Una scelta democratica, ha aggiunto il leader, che in risposta alle osservazioni fatte da Salmond ora promette: «Così come gli scozzesi avranno più poteri sulle loro questioni, ne consegue che gli inglesi, i gallesi e i nordirlandesi devono avere maggiore voce in capitolo sulle loro». Il che, specifica Cameron, implica che così come il parlamento scozzese voterà autonomamente sulle proprie questioni in materia fiscale, spesa pubblica e welfare, così potrà fare anche l’Inghilterra, il Galles e l’Irlanda del Nord.
A prescindere dai risultati, ad ogni modo, la vicenda scozzese è riuscita a smuovere molti sentimenti soprattutto tra i movimenti indipendentisti minori europei. A cominciare dalla Catalogna, scesa in piazza la scorsa settimana per sottolineare il proprio diritto all’autodeterminazione, fino alle realtà minori italiane.
Dal territorio nostrano, avevano infatti attirato l’attenzione dichiarazioni di sostegno da parte di movimenti indipendentisti minori come quello sardo o padano.
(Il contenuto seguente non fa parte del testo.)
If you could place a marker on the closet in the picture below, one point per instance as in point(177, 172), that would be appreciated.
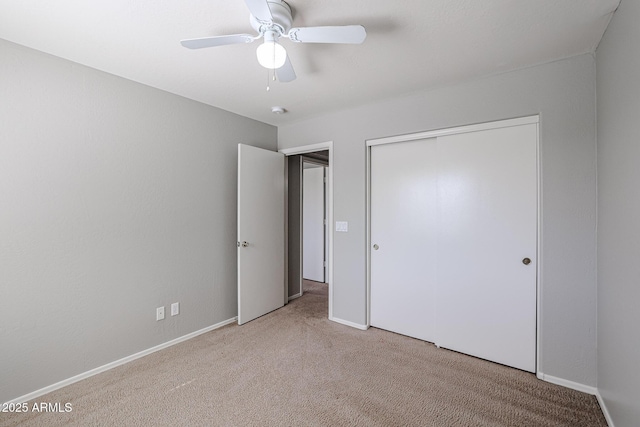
point(453, 238)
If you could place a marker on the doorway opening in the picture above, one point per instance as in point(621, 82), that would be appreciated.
point(309, 246)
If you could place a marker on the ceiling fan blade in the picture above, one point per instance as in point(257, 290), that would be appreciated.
point(260, 10)
point(285, 73)
point(217, 41)
point(352, 34)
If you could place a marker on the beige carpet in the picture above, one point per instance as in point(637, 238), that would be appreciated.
point(293, 367)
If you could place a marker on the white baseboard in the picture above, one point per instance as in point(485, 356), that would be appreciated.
point(347, 323)
point(605, 411)
point(100, 369)
point(569, 384)
point(292, 297)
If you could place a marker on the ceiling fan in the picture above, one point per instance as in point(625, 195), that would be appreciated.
point(272, 19)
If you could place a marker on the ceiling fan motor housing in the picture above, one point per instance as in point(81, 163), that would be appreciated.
point(282, 18)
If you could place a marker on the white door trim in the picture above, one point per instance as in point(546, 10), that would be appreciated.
point(310, 149)
point(452, 131)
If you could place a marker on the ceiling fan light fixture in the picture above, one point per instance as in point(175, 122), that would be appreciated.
point(271, 54)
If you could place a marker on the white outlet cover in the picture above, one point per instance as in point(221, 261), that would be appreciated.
point(342, 226)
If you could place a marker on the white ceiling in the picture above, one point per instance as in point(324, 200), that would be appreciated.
point(411, 45)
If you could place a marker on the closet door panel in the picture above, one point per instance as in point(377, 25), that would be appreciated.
point(403, 233)
point(487, 226)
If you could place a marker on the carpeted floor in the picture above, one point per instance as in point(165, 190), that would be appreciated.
point(295, 367)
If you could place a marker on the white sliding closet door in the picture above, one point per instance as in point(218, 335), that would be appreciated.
point(454, 241)
point(403, 211)
point(487, 204)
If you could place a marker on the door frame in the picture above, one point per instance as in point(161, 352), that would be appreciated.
point(535, 119)
point(310, 149)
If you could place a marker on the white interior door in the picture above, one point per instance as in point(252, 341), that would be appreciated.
point(487, 209)
point(403, 237)
point(313, 224)
point(261, 234)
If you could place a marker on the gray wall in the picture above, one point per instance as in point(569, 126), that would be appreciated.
point(116, 198)
point(563, 93)
point(618, 87)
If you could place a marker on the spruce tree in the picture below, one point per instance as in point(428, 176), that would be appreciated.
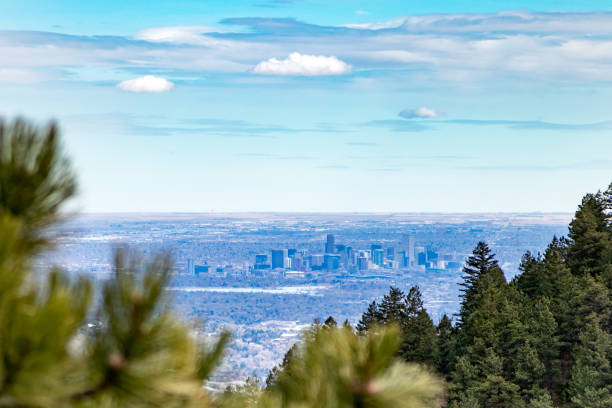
point(481, 263)
point(590, 383)
point(590, 233)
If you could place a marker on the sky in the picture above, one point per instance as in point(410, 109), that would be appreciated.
point(317, 106)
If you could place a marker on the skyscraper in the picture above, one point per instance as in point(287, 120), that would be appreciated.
point(391, 253)
point(189, 267)
point(408, 246)
point(278, 258)
point(373, 248)
point(362, 263)
point(378, 256)
point(330, 245)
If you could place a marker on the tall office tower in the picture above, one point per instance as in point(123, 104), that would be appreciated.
point(330, 245)
point(422, 258)
point(403, 259)
point(408, 245)
point(189, 267)
point(378, 257)
point(316, 260)
point(278, 258)
point(391, 253)
point(331, 262)
point(349, 254)
point(362, 263)
point(297, 262)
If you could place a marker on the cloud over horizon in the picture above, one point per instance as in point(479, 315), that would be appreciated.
point(303, 65)
point(420, 113)
point(146, 84)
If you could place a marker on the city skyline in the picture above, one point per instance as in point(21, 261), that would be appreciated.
point(305, 106)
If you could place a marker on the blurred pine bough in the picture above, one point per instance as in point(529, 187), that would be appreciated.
point(141, 355)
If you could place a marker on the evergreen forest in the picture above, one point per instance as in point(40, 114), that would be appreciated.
point(541, 340)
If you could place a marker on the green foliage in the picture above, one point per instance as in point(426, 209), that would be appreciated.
point(334, 367)
point(35, 179)
point(590, 383)
point(543, 340)
point(477, 268)
point(419, 340)
point(138, 354)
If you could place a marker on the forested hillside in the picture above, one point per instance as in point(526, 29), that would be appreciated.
point(541, 340)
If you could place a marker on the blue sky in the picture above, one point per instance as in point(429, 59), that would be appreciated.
point(277, 105)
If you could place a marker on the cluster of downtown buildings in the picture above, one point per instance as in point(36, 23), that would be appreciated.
point(339, 258)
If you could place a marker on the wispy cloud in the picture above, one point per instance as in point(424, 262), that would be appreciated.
point(334, 167)
point(274, 3)
point(412, 126)
point(533, 124)
point(444, 48)
point(587, 165)
point(361, 143)
point(420, 113)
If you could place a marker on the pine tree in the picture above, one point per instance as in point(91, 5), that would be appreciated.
point(590, 233)
point(590, 383)
point(481, 263)
point(337, 368)
point(370, 318)
point(447, 346)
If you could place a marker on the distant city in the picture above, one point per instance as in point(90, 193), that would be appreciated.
point(337, 258)
point(267, 276)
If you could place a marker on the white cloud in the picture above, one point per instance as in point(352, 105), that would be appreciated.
point(420, 113)
point(177, 35)
point(147, 83)
point(301, 64)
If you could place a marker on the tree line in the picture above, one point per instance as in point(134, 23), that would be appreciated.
point(541, 340)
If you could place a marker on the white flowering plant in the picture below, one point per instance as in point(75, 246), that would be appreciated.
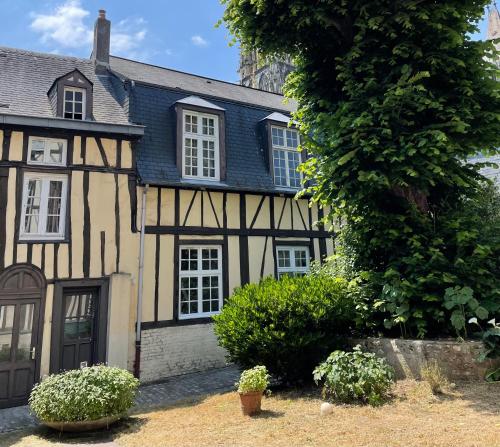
point(85, 394)
point(253, 380)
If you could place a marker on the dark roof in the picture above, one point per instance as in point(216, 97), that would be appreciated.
point(26, 77)
point(190, 83)
point(246, 146)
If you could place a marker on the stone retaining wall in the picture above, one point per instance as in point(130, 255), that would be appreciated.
point(176, 350)
point(457, 360)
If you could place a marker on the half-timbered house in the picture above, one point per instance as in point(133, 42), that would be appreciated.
point(133, 200)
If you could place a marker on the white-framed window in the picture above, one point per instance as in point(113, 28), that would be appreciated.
point(200, 281)
point(200, 146)
point(74, 103)
point(286, 158)
point(43, 206)
point(292, 261)
point(47, 151)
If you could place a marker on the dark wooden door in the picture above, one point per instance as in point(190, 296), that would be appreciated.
point(79, 328)
point(21, 293)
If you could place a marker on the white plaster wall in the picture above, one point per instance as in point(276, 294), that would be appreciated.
point(179, 350)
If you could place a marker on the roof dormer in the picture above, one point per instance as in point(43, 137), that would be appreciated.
point(71, 96)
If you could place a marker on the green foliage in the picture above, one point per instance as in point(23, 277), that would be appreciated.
point(288, 325)
point(84, 394)
point(462, 303)
point(491, 338)
point(255, 379)
point(354, 377)
point(393, 99)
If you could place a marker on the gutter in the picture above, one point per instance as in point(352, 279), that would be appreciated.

Due giorni fa un gruppo composto da cinque consiglieri regionali della Sardegna appartenenti al Partito sardo d’azione e al movimento Sardegna Nazione Indipendentizia, si era recato a Edimburgo per un incontro con il parlamento scozzese.
Negli stessi giorni un comitato composto da deputati veneti appartenenti alla Lega Nord aveva manifestato a Montecitorio davanti a Palazzo Chigi, per protestare contro la decisione del governo di vietare un referendum consultivo sull’indipendenza del Veneto. I deputati citavano la Scozia come esempio di democrazia. All’evento aveva partecipato anche il sindaco di Verona Flavio Tosi, che però aveva specificato: «Sono federalista non secessionista».